While data from the contemporary cohort offer no support for psychosis or its treatment as a cause of cancer, the incidence of gastrointestinal cancers is a striking feature of the historical data. There was only one breast cancer and no lung cancers, while 28 of the 32 cancers were related to the gastrointestinal tract. The official mortality figures for 1910 do not categorise mortality in terms of specific cancers to the extent that would permit a conclusive analysis of these data but it is worth noting that in 1910 the commonest cancers in England and Wales were of the mouth, gut and abdominal organs. Ovarian and breast cancers were commoner than found in our sample. Cancers of other bodily systems were filed under other, and were comparatively rare.
A majority of hospitalised patients with suspected cancers had postmortems and it is possible that a proportion of the increased frequency of cancer diagnosis is an artefact of postmortems. There was, however, concern about food adulteration in the 19th and early 20th centuries raising questions about possible links between this and gastrointestinal cancer as an outcome.

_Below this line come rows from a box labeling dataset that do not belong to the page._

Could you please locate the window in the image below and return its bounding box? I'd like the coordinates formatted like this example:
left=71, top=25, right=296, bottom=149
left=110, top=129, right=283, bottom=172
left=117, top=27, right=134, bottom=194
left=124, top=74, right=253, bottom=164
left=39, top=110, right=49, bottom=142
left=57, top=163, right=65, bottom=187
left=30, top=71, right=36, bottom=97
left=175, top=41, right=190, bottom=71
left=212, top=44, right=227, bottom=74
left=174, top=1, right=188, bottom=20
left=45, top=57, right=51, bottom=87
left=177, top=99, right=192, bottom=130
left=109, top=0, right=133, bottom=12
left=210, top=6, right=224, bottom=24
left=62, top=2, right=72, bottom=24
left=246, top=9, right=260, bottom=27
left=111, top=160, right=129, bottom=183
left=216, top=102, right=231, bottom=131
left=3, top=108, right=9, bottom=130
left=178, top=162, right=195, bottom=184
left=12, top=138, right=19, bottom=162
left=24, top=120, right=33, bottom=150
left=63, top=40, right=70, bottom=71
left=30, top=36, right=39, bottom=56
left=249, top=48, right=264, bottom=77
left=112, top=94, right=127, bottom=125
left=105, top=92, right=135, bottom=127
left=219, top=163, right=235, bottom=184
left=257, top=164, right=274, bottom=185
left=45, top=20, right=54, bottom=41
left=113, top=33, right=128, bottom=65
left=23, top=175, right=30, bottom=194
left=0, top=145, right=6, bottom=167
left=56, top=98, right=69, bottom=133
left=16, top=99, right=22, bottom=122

In summary, this study reports elevations in SMRs in schizophrenia and related psychoses over a century with the modern data in some respects worse than the historical data. While it is fashionable to look at mortality as an outcome, it must be emphasised that patients today live outside the asylum. When the antipsychotics were introduced, the benefits of recovery and discharge were widely viewed as warranting a potential reduction in life expectancy.28
Other studies have suggested that patients with schizophrenia are dying prematurely because of lifestyle factors and lack of access to healthcare resources, leading to calls for interventions in these domains. In contrast, the current data point to different hazards arising at different periods of risk, allowing differential interventions. The most striking figure in this study is that eliminating suicide in schizophrenia would restore life expectancy to normal. Checking for dysphoric responses to medication, and being willing to change medication if indicated, is worth pursuing as it might offer one of the greatest possible public health gains in any area of medicine at minimal cost.